Differential Changes of Proline Content and Activities of Antioxidant Enzymes Results in Varied Salt-Tolerance in Canola Genotypes

Document Type: Research Article


Biology Department, Shahrekord University, Shahrekord, Iran.


Saline soils and saline irrigation waters present poten­tial hazards to canola production. Therefore, in this study in order to find indicators for salt tolerance, the changes of proline content and the activities of antioxidant enzymes were investigated in two canola genotypes (H308, H420) under various salt concentrations (0, 50, 100, 150 and 200 mM).
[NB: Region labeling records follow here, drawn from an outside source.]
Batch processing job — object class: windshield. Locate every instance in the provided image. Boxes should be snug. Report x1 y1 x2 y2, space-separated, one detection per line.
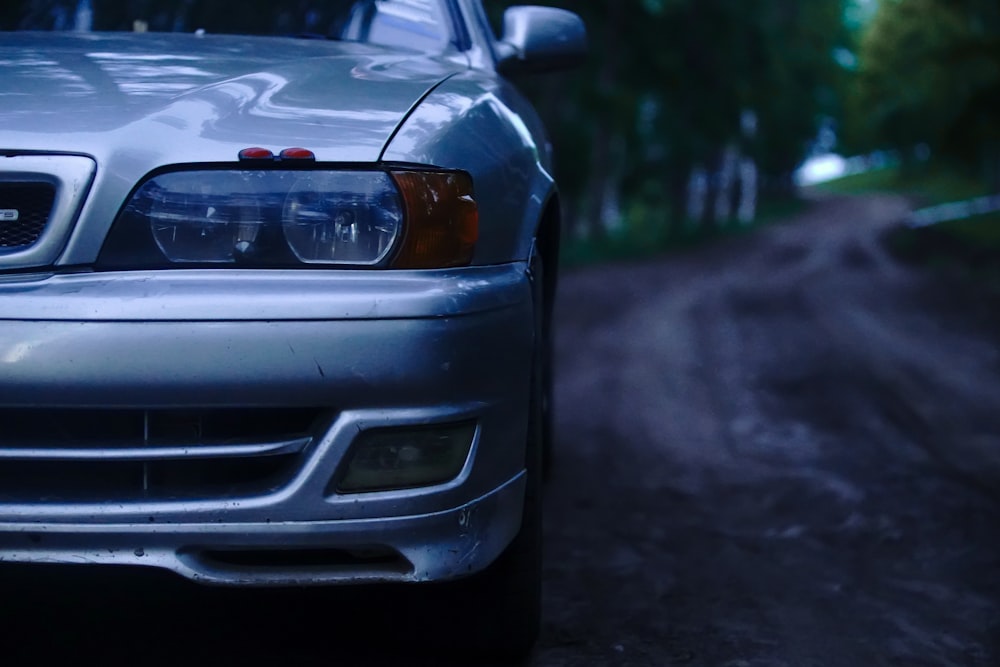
0 0 451 51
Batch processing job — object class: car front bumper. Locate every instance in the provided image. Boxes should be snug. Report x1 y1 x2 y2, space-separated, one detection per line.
0 263 533 585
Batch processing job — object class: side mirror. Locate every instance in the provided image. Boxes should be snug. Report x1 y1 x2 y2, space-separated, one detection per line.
497 7 587 74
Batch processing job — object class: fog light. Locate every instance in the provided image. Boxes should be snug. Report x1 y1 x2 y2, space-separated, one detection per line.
337 422 476 493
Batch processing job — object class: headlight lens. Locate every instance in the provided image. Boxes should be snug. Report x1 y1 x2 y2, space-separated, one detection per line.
98 169 478 269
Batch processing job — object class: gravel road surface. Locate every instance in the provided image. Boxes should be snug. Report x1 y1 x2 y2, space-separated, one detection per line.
0 196 1000 667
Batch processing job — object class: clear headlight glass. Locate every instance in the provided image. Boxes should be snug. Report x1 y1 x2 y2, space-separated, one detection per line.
99 169 404 268
282 172 403 264
97 166 479 270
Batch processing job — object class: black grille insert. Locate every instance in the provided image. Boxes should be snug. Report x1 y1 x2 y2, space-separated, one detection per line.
0 182 56 250
0 408 329 502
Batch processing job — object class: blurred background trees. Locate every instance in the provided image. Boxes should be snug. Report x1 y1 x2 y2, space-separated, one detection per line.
848 0 1000 191
487 0 849 240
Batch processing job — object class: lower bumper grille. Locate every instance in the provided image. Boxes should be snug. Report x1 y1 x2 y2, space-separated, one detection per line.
0 408 329 503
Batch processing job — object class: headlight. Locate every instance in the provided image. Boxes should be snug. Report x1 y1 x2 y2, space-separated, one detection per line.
98 169 478 269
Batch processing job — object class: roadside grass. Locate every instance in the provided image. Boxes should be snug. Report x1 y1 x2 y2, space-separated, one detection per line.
813 165 1000 291
559 199 807 268
812 165 992 207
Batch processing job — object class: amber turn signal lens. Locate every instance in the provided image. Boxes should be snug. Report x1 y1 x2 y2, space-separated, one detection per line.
392 171 479 269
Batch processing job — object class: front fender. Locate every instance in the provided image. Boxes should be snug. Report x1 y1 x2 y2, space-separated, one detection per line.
382 71 555 265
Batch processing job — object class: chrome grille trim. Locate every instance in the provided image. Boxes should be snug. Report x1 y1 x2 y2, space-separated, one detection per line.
0 438 312 461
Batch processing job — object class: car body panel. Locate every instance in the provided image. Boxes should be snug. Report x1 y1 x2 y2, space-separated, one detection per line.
0 0 580 586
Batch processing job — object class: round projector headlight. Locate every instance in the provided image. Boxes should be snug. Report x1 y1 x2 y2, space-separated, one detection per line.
147 172 264 262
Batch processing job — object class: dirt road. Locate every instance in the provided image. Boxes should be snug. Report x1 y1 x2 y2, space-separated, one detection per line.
0 197 1000 667
533 197 1000 667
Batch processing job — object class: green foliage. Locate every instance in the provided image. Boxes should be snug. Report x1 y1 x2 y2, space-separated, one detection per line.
815 165 990 206
850 0 1000 181
487 0 848 235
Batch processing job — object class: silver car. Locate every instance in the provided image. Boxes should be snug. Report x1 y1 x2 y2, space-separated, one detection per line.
0 0 585 651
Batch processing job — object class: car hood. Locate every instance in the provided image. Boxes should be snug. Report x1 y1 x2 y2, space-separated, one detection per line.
0 33 464 165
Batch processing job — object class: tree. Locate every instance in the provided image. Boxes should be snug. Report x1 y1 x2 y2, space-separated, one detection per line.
852 0 1000 187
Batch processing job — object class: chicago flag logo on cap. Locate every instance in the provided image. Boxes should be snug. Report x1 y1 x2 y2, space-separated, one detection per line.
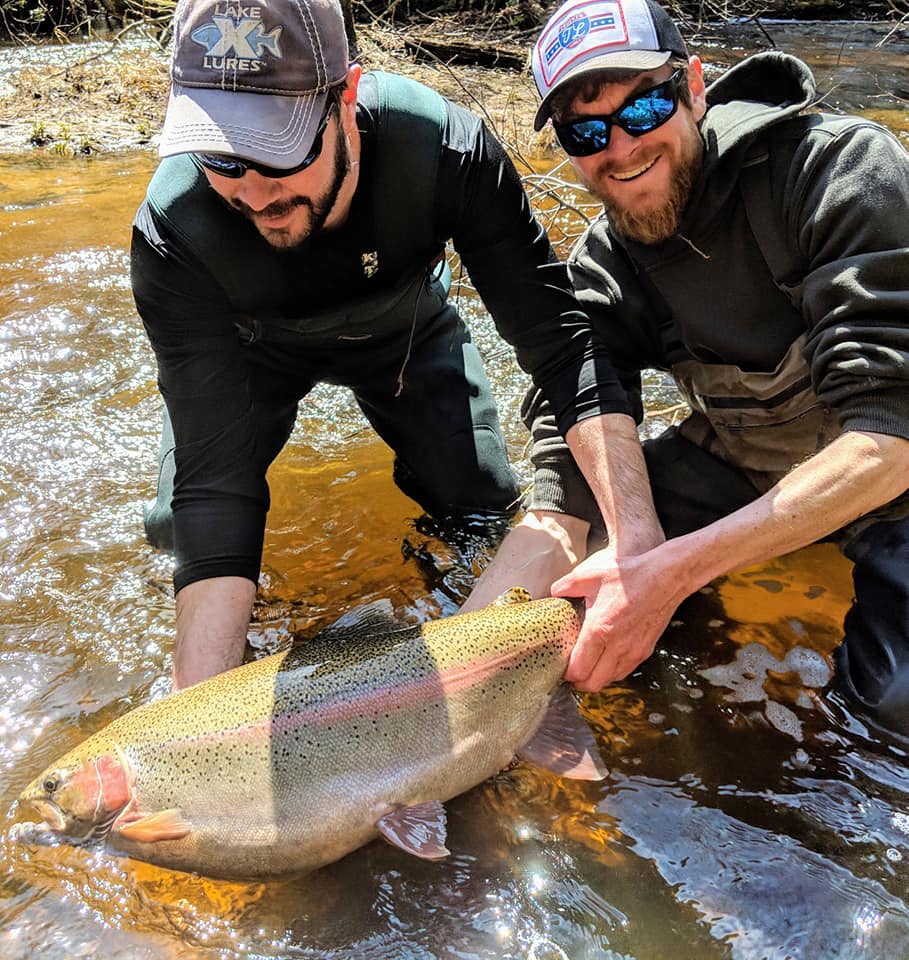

Results showed that compared to the control, salinity reduced seed germination and biomass of plants and caused the significant increase in proline content and lipid peroxidation in leaves of both genotypes. On the basis of growth parameters, H420 was more salt sensitive than H308. H308 accumulated higher proline contents and had higher antioxidant enzyme activities (SOD, POX, APX, and CAT) than H420 especially at higher salinity levels. The activities of POX, APX, and CAT in H420 slightly increased in low salinity levels but in high salinity, their activities decreased and return to less or same level of the control. The differences in proline accumulation ability and the activities of antioxidative enzymes in leaves, at least in part, explained greater tolerance of H308 to salt stress than H420.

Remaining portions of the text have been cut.